Shortbread: a New Year tradition
We would always as a minimum make shortbread for new year as it was one of the traditional things to “first foot” with (first footing is the tradition of visiting friends, family and neighbors early on new years day, being the “first foot” in the door in the new year, bringing gifts and, hopefully, good luck for the year ahead). It never lasted long and a new batch always went fast.
It is one of the simplest cookies to make but there are a couple things to watch for. Don’t stir the mixture too much or the texture can be too heavy, and keep an eye on them as they cook as it doesn’t take long and the texture is best when they are gently golden. If they are too brown, they will be more brittle – more like the tartan packaged stuff- and lose the melt in your mouth smoothness that makes them so good. The way we always made them was to simply roll it out relatively thin and cut into squares or rectangles rather than use a mold.
I decided to try a slight take on what I had always made be putting two squares together with a bit of cranberry jam/preserve in between – in honor of my new home these days, Massachusetts – and it was fantastic, if I do say so myself. A sweet fruity gooeyness in between the smooth butteriness. It is a little more fiddly, and especially on first rolling out they can crack a bit, so you are forgiven if you want to skip the filling and just try the plain shortbread, it’s still a good choice. But the filling is worth the effort, I promise.
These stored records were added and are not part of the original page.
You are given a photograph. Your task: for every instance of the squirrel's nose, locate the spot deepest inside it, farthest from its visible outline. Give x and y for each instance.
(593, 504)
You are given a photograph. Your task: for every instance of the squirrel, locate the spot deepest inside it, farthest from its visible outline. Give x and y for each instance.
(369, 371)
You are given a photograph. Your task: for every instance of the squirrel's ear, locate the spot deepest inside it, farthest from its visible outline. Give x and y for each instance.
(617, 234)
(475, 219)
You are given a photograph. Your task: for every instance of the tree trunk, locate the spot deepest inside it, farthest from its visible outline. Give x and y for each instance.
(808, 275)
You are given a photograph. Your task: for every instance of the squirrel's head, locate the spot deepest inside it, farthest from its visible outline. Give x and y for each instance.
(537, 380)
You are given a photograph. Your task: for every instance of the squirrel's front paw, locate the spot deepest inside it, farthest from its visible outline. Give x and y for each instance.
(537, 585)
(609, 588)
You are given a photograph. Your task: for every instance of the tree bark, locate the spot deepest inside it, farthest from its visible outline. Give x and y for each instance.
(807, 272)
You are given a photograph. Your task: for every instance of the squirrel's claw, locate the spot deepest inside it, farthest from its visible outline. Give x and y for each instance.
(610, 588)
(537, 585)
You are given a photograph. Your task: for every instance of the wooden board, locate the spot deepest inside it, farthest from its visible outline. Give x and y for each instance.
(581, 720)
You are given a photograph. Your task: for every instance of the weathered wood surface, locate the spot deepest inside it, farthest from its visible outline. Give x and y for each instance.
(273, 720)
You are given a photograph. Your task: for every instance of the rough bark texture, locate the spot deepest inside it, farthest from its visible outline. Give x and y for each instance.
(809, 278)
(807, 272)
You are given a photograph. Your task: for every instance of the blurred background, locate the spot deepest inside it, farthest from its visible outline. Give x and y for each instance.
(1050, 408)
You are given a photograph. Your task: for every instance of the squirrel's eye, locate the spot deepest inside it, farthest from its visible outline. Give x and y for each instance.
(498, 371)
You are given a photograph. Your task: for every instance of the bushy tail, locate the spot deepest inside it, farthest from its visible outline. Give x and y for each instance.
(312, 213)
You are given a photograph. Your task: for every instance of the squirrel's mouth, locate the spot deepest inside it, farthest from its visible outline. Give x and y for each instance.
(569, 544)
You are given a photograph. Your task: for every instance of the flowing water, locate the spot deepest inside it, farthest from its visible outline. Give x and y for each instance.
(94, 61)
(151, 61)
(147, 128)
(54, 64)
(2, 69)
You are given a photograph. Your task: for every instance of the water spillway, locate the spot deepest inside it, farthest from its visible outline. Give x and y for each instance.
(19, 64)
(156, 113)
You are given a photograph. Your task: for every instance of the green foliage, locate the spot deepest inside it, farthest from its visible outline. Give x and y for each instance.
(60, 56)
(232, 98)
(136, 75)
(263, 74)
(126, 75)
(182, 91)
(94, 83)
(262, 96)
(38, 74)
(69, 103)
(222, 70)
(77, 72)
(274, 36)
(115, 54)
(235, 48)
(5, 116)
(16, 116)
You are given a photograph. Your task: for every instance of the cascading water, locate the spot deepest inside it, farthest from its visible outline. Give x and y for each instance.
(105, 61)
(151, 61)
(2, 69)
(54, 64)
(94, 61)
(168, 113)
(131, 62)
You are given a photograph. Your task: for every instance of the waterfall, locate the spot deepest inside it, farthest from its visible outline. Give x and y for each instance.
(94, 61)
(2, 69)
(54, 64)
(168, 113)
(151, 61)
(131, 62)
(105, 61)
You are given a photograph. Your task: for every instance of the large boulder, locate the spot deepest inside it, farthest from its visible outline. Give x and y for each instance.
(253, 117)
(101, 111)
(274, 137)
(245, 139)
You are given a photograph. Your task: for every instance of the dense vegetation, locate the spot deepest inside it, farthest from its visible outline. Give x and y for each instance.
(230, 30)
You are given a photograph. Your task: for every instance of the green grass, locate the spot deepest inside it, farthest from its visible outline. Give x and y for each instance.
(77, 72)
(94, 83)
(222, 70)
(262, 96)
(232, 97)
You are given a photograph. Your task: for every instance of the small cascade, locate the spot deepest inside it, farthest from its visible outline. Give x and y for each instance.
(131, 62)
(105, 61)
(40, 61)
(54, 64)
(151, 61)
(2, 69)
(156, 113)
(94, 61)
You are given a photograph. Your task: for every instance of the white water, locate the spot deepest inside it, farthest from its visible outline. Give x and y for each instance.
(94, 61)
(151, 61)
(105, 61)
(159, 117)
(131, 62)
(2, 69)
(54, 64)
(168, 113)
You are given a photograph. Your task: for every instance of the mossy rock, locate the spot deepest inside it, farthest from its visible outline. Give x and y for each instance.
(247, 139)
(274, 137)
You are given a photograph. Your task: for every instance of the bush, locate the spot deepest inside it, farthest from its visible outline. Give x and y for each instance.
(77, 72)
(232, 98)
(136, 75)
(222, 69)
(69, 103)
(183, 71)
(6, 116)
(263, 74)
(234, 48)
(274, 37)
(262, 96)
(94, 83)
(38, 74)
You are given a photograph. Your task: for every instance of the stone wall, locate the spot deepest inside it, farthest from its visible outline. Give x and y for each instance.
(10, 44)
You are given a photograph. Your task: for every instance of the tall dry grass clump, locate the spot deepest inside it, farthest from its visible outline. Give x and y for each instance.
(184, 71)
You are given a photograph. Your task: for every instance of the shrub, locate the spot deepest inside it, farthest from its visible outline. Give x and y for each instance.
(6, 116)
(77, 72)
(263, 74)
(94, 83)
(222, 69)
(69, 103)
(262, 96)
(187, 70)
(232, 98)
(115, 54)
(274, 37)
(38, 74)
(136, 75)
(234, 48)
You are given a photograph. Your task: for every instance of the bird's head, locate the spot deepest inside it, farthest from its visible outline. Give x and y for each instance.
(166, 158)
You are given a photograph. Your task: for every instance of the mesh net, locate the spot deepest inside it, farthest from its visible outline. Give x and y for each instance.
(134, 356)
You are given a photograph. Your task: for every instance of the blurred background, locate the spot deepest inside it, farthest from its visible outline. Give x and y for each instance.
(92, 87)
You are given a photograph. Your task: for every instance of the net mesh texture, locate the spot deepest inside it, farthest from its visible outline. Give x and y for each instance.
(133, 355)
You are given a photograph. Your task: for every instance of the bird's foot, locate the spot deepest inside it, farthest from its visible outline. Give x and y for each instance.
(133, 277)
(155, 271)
Put it this way, given the choice my husband will go for the filled version now any day.
I found the easiest way to get the two pieces of shortbread cookie to join smoothly and not crack too much was to use the side of a knife. If it cracks a little, don’t worry, you can smooth it over, just try not to have cracks right through or the filling will leak when baking.
Watch this short video to see how it’s made:
I’ve made this a couple of ways – first using the leftover from making cranberry cordial, and then with leftover cranberry sauce. I’d say the cordial leftovers was slightly better since it’s thicker, but both were delicious. I suspect a good jam/preserve of another berry would also be good too such as blackberry or strawberry.
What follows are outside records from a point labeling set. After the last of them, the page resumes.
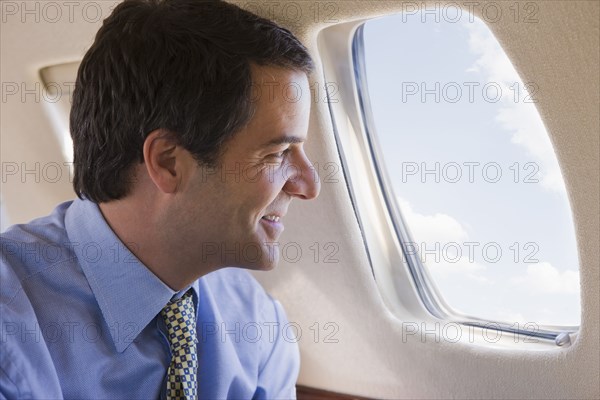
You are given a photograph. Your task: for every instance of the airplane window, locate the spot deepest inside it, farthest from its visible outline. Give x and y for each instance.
(471, 168)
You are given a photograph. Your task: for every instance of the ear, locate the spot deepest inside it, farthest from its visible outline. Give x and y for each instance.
(164, 160)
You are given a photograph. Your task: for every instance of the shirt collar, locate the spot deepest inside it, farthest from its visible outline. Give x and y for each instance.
(128, 293)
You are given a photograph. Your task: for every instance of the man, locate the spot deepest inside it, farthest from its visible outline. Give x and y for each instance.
(188, 122)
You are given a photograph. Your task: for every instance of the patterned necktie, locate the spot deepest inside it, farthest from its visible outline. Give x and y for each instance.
(180, 317)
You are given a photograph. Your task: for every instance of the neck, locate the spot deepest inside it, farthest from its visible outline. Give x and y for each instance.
(142, 229)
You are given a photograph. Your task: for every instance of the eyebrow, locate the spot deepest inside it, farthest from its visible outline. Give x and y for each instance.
(283, 140)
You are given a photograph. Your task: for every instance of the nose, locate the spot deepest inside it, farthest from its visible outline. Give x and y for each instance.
(303, 180)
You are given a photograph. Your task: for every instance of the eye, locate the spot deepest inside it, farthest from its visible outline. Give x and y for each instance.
(281, 154)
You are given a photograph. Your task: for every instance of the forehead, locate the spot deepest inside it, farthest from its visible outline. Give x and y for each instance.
(276, 87)
(280, 100)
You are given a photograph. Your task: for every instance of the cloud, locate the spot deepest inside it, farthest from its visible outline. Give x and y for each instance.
(443, 236)
(437, 228)
(544, 278)
(516, 115)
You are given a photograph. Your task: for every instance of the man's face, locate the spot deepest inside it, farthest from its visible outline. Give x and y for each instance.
(243, 202)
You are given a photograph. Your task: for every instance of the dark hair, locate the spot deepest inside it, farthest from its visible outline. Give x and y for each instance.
(180, 65)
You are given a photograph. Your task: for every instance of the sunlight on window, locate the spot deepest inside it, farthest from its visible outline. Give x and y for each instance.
(473, 169)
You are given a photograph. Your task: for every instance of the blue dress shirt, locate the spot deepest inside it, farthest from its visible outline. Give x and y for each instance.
(78, 315)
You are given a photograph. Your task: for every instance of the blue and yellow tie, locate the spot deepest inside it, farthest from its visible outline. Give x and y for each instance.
(180, 317)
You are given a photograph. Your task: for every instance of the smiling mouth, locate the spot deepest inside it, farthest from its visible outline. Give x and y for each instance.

I love my traditional shortbread, but these cranberry jam filled shortbread cookies are truly a delight as well. The combination of meltingly soft and crumbly cookie with the slightly chewy filling is one you’ll be drawn back to – it’s worth the tiny little bit more effort.
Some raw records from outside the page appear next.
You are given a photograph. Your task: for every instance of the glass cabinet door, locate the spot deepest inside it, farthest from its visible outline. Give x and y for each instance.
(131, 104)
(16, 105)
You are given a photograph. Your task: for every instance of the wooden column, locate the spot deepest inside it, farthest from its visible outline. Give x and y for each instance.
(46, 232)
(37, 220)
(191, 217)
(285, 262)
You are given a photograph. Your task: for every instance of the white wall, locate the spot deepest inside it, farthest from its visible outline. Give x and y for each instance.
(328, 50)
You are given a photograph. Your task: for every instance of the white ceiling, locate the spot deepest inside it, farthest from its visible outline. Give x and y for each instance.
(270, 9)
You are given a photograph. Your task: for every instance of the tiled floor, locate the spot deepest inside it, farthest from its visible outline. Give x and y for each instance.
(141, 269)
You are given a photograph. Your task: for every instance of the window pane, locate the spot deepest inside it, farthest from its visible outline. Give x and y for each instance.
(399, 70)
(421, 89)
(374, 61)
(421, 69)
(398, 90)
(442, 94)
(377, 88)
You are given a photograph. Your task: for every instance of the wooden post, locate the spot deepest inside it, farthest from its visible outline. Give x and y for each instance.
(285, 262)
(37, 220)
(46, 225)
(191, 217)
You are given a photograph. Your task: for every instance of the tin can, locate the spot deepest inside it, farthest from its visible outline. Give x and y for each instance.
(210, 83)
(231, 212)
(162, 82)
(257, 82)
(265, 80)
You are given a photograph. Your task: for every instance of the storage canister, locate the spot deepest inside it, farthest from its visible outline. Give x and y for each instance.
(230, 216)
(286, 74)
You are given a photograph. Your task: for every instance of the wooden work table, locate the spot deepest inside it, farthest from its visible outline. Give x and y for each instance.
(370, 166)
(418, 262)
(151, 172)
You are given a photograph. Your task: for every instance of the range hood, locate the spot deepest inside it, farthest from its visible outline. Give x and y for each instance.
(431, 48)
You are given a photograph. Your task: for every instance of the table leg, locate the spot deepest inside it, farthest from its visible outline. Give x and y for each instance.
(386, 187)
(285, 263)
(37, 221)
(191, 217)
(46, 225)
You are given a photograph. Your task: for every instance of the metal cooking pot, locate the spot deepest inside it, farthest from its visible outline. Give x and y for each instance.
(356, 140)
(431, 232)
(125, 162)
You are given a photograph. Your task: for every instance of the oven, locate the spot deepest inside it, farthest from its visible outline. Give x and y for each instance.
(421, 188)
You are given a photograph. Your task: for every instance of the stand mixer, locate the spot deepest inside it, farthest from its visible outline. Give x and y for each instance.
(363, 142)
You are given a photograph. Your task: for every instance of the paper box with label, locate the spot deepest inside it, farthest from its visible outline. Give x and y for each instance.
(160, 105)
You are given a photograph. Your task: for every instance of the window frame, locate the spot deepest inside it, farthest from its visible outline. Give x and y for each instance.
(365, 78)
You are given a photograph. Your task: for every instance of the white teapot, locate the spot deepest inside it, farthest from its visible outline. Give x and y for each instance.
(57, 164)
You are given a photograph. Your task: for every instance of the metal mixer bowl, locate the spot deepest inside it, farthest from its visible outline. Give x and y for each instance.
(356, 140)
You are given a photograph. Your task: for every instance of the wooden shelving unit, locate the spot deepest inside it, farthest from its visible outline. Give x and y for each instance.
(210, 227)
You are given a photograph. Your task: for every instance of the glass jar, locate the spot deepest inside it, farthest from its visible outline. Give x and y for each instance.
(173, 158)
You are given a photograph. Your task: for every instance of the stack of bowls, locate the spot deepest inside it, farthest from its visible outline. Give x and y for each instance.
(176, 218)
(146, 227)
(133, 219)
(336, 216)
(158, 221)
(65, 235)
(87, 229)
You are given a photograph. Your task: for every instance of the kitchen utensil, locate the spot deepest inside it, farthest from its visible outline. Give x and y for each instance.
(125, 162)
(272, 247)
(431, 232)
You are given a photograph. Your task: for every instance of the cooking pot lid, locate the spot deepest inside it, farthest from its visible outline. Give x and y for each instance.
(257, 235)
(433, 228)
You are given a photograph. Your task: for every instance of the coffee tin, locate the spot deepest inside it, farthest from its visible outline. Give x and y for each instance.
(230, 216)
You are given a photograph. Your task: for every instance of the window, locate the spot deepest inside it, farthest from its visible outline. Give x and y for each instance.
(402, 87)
Delicious, buttery shortbread with a slightly sticky fruity filling. So good!
- 4 oz unsalted butter 110g, 1 stick, brought to room temperature and cut into cubes
- 2 oz sugar 55g, 1/4 cup, suggest light brown and any relatively fine is good
- 4 oz all purpose flour 110g, 1/2 cup, plain flour
- 2 oz cornstarch 55g, 1/4 cup cornflour
- 6 tsp cranberry sauce approx, or other fruit jam
Preheat oven to 350F/180C.
Cream the butter and sugar - can use hand blender or a 'proper' mixer, both will work.
Add flour and corn starch/cornflour and mix together but be careful not to overmix.
Roll out mixture on a surface floured with a little corn starch to around 1/4 inch/3-4mm thick. Don't worry that it will probably crack,just put to one side and add to leftovers after cutting.
Cut into squares or rectangles around 1 1/4 - 1 1/2 inch/3 - 4cm across. Press together the leftover pieces, roll out again and cut more squares/rectangles until all of the mixture is used up.
Spoon a little jam on top of one square/rectangle - around 1/2 tsp for the suggested size - and put another square/rectangle on top and press edges together. It's easiest to do this by gently pressing with the side of a knife (see picture above).
Place shortbread on a baking tray and bake for approx 10 minutes until lightly golden.
Remove onto a cooling rack while still warm, or at least ensure loosened on tray. You can sprinkle with sugar while still warm if you like.